Chung graduated from the University of Maryland with a Bachelor of Science degree in 1969.  She also has honorary doctorate degrees from Brown University, Providence College, Wheaton College, Norwich University and California Pacifica University.

In May 2023, the New York Times Opinion Section carried a front-page story entitled ‘Generation Connie’.  In it, she discovered a generation of Asian parents named their baby daughters “Connie” after her.  She never knew about her namesakes and never fathomed the impact she had made.  She is overwhelmed and incredibly grateful. 

Chung and Povich were married in 1984 and live in Manhattan. Povich is the longest-running daytime talk show host in the history of broadcast television. They have one son, Matthew and two daughters, Susan and Amy.

About the Drs. Gary B. and Pamela S. Williams Honors College

The mission of The Williams Honors College (WHC) is to inspire intellectually curious scholars within an inclusive community of excellence at The University of Akron. WHC provides unique academic experiences for our students, including opportunities to engage in challenging curricula and research within all academic colleges of the university. WHC fosters an environment that promotes transformational growth through experiential learning, service, cultural experiences, and study abroad. The Honors Experience develops graduates who contribute to their local and global community through their lifelong respect for learning. 

About the John S. Knight Lecture at The University of Akron

The John S. Knight Lecture at The University of Akron brings distinguished writers, politicians and other figures of national or international importance to Akron, the hometown of John S. and James L. Knight.
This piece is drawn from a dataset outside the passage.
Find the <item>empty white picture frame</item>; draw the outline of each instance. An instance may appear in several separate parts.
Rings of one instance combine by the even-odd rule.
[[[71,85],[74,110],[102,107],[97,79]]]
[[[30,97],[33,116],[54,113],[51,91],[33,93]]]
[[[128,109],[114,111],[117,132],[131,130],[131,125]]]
The lectureship was established in 1991 by the John S. and James L. Knight Foundation to honor John S. Knight (1894-1981), an Akron newspaperman and publishing genius of the 20th century who built the small, Depression-era Akron Beacon Journal into the publishing empire known as Knight Ridder Inc. 
Established in 1950, the John S. and James L. Knight Foundation supports transformational ideas that promote quality journalism, advance media innovation, engage communities and foster the arts. Sustaining informed and engaged communities in a democracy is at the heart of its philanthropic strategy for transformational impact through lasting systemic change.